Emotional Exhaustion

September 12, 2006

September 11, 2006

I feel emotionally exhausted right now. In a matter of 1 week I’ve managed to make several life changing decisions that will alter the course of my future.

I already notified my landlord that in 2 weeks, I will be leaving San Francisco and relocate to Sacramento for a brief stay to take care of personal issues. By the end of this month, I will be on a plane to Malaysia for a few weeks to visit my father’s hometown and neighboring cities.

I’m excited to travel as I usually do each year…but when I return, my life and how I know it today is going to change.

My head hurts from thoughts, my eyes are swollen from crying and my body’s fatigued from moving.
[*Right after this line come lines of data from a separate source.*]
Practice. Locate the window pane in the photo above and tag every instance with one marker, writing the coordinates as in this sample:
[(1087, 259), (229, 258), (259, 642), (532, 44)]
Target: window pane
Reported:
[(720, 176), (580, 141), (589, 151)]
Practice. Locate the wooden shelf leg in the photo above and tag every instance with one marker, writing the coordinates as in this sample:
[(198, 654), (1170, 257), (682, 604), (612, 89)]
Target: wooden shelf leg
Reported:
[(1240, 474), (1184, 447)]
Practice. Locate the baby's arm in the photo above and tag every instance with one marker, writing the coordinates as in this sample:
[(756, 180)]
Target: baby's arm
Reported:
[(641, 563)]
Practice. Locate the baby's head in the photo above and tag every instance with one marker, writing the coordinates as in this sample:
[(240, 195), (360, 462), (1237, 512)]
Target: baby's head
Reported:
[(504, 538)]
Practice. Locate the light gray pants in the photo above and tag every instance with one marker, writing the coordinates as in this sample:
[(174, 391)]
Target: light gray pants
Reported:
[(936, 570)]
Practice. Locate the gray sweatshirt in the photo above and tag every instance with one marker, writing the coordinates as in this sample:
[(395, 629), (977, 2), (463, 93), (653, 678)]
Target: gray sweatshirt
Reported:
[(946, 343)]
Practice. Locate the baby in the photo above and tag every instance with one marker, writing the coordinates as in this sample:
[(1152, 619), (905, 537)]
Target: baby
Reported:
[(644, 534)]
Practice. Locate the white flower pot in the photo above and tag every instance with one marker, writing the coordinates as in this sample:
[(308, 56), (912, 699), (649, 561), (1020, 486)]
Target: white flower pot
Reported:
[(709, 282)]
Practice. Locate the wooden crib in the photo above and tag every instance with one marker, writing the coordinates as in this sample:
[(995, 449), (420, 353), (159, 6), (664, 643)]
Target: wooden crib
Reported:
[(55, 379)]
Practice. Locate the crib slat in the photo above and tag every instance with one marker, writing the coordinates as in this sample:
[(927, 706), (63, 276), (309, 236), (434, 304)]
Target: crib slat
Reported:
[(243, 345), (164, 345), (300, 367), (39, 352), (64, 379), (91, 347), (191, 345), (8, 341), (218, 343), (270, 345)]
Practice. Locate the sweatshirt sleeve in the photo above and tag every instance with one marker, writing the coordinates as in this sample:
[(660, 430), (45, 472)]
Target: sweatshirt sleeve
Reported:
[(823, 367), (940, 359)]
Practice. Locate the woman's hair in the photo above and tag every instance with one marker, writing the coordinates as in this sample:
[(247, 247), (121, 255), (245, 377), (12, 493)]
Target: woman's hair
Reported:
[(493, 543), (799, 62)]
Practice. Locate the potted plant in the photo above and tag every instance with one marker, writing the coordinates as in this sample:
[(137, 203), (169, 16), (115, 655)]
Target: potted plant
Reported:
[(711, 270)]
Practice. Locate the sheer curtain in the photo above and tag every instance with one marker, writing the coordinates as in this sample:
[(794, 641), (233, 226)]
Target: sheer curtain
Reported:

Yet whatever the weakness I feel right now, I know that when I go to sleep tonight, and wake up the next day:  I will train hard, work hard, play hard and most importantly…I’m going to continue praying.

“There is nothing constant but change.” What symbolizes your character and your strength to overcome any adversity is your ability to adapt to any situation…to keep your internal faith alive by staying true to a guiding light that you can’t see, smell or touch but only visualize in a distance.

I’m a dreamer. And I’m always hoping for the impossible. My friends and family always told me that my ‘persistence’ is my Achilles heel but also my greatest strength.

Persistence. Passion. and Prayer: I will probably mentally chant these 3 words in the upcoming months.